O recorte por profissão reforça a diferença: 80% dos aposentados e 72% dos servidores públicos são mais favoráveis ao regime CLT. Em termos regionais, o vínculo formal é mais valorizado no Nordeste (69%), Sudeste (67%) e Sul (66%) e menos nas regiões Norte e Centro-Oeste (ambas com 62%).
◎ Visões políticas e futuro do trabalho
A pesquisa também cruzou os dados com a percepção política dos entrevistados. Entre os que avaliam o presidente Lula como “ótimo” ou “bom”, 76% valorizam a carteira assinada; entre os que o avaliam como “ruim” ou “péssimo”, esse percentual cai para 57%. Já entre os otimistas com o país, 72% consideram importante a CLT, contra 62% dos pessimistas.

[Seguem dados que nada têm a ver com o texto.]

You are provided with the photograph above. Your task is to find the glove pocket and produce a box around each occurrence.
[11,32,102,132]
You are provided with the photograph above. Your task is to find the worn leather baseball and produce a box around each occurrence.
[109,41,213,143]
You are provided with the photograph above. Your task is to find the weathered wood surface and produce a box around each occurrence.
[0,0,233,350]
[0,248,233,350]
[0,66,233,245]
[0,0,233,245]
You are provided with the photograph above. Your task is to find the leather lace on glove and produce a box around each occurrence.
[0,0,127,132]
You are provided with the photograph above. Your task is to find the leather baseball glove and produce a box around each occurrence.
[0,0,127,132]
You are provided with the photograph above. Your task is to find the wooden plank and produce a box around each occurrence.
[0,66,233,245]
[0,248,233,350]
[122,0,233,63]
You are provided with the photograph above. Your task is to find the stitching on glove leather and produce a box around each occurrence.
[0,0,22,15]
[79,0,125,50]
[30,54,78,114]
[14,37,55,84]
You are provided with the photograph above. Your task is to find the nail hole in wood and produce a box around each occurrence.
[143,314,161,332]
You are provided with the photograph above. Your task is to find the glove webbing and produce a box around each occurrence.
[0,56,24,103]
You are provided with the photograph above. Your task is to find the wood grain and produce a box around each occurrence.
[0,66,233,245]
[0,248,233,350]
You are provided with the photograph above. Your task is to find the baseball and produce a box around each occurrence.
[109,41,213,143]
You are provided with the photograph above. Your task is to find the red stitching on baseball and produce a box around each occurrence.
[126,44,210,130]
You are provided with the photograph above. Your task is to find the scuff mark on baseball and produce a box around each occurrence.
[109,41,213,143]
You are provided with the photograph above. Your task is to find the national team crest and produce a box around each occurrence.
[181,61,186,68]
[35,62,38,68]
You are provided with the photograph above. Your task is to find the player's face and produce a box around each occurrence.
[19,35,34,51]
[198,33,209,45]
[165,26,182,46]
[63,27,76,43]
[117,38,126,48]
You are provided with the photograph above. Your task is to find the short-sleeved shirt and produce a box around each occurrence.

Para Daniel Duque, o cenário aponta para mudanças estruturais no modelo trabalhista brasileiro: “Acredito que vai crescer a pressão política para redução dos encargos trabalhistas, já que a CLT atualmente está pouco atrativa para os trabalhadores um pouco mais qualificados que a média. E os mais jovens vão tomando conta do mercado de trabalho, e estão em busca de maior flexibilidade.”
A pesquisa Datafolha sinaliza, assim, um país em transição: entre a segurança da formalidade e a liberdade da autonomia, os brasileiros parecem cada vez mais inclinados a apostar no segundo caminho — mesmo que isso implique riscos e menos garantias.